Thomas Cadwallader is a seasoned Farmer-to-Farmer volunteer, having volunteered in over 20 countries around the world. This spring, he traveled to Kenya to work with the Kitui Development Centre. Read on to hear about his experiences in the field and the impact he made.

CRS: Tell us a little bit about your relationship with the Farmer-to-Farmer program?

Tom: In 2013 I celebrated 20 years of assignments through the Farmer-To-Farmer program. I was approached for my first assignment by a good friend who had taken the job of VOCA Country Director in Macedonia. My friend knew that I came from a fairly diverse farming background that provided me with lots of experience in everything from commercial production to direct marketing so I he thought I could draw from those experiences to customize the assignment as needed once I got on the ground.

After meeting with the brothers, I found that they had lots of great things going on and I was able to finish my assignment early. That allowed me the opportunity to take on another assignment in Slovakia with a gentleman who was putting a business plan together for a dairy goat operation. I was hooked. Although my career with the University of Wisconsin Cooperative Extension Service and helping my wife run our own farm were keeping me plenty busy, whenever I saw an opportunity to work on an interesting project and I could carve time out of my schedule I jumped on the chance. Over those 20 years, I’ve worked on about 25 individual assignments in 11 different countries around the globe; from the Gobi Desert in Mongolia to the rain forest of Guyana.

Also from This Series

See contributions from all bloggers here.

CRS: What were the goals of your F2F assignment in Kenya? Why did your host organization need your help?
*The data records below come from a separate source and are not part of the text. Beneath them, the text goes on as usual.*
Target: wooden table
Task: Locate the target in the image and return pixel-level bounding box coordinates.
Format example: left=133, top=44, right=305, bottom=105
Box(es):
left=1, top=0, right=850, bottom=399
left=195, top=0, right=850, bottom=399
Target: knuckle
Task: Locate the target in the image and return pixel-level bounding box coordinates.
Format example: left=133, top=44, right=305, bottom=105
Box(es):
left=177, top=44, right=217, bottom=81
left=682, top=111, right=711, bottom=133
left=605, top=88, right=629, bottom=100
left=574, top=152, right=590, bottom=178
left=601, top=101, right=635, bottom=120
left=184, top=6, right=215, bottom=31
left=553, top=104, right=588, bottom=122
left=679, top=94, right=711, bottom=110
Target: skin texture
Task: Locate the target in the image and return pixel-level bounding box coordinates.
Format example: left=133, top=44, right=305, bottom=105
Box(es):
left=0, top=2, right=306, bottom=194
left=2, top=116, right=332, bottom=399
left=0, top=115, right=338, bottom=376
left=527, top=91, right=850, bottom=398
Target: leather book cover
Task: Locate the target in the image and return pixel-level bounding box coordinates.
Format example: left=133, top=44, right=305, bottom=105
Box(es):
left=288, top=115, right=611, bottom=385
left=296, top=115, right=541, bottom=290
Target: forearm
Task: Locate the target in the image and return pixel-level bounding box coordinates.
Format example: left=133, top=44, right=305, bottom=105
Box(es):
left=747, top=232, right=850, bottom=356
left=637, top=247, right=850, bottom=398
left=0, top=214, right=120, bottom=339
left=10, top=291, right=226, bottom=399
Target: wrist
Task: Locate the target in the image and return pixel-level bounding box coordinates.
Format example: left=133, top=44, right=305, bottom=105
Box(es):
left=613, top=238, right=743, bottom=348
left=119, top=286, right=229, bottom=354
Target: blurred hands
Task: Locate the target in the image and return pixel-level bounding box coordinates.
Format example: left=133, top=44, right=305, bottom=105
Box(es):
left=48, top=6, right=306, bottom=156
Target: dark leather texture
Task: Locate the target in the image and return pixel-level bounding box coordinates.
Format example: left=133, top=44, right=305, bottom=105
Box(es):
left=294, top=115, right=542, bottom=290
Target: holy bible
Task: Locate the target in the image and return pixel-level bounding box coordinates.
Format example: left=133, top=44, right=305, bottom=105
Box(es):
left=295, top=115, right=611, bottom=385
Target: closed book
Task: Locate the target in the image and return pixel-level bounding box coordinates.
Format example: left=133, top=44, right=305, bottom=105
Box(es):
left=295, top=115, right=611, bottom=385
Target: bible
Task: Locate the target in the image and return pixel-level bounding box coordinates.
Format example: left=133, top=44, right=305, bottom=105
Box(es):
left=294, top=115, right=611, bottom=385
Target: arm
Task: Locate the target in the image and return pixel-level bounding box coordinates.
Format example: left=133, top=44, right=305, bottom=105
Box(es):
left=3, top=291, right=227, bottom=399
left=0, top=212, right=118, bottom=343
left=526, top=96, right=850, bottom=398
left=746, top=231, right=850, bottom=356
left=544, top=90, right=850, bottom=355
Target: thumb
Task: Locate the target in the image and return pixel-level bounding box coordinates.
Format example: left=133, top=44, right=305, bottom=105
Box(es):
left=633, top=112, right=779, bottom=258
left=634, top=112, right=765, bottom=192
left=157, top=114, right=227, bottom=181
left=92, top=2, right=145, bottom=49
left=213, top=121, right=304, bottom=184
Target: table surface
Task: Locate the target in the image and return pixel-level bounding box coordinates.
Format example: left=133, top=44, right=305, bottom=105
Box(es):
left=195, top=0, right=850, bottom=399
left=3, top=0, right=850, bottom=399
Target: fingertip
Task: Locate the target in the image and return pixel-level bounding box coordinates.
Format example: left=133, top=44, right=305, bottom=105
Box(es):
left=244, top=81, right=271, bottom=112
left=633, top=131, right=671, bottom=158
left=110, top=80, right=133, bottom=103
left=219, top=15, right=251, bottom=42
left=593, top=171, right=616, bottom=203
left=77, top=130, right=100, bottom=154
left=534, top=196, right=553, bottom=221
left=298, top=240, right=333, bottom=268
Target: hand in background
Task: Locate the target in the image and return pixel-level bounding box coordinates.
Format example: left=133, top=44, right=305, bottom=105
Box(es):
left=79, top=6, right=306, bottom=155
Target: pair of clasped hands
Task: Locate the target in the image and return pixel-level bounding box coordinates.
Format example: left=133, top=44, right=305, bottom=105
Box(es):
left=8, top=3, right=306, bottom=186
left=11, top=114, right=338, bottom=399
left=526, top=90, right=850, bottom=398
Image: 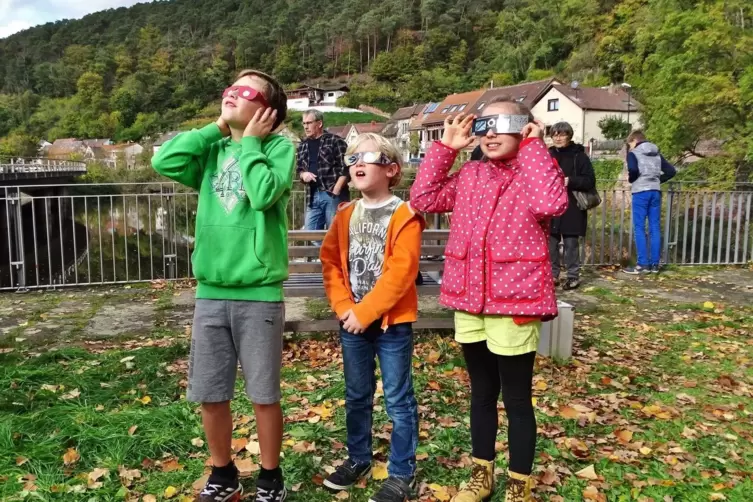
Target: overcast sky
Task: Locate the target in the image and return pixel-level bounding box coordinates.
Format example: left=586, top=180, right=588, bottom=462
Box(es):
left=0, top=0, right=153, bottom=38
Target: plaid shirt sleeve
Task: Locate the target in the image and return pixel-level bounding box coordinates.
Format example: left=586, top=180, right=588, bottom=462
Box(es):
left=295, top=141, right=309, bottom=177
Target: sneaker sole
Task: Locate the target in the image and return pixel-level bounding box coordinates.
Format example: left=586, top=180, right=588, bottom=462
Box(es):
left=203, top=484, right=241, bottom=502
left=324, top=469, right=371, bottom=492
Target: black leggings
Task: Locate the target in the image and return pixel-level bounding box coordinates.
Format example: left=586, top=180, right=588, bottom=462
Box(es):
left=462, top=342, right=536, bottom=474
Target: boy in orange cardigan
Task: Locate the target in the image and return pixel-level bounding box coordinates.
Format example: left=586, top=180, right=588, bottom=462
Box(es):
left=321, top=133, right=425, bottom=502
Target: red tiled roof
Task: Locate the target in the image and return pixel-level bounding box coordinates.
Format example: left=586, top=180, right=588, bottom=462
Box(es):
left=351, top=122, right=384, bottom=134
left=552, top=84, right=643, bottom=112
left=474, top=78, right=559, bottom=113
left=423, top=89, right=486, bottom=126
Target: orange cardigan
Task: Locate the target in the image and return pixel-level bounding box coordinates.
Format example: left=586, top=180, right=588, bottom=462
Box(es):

Tom: The latest F2F assignment in Kenya was working with a community development group, Kitui Development Centre (KDC), which has been working with several different NGOs on projects devoted to helping rural farmers set up some value-added opportunities to improve their quality of life. The challenge that KDC has faced is showing the impact of their work, especially in the early phases of the project before there is much to show as far as additional income.

This is a common challenge for Extensionists and the KDC staff just needed to know that they weren’t alone and that there are a number of survey tools available for assessing changes in a particular population that are important for the long-term success of a project, such as increased knowledge in skills, a positive change in attitude and some behavioral changes.

CRS: What methods did you utilize to achieve this goal?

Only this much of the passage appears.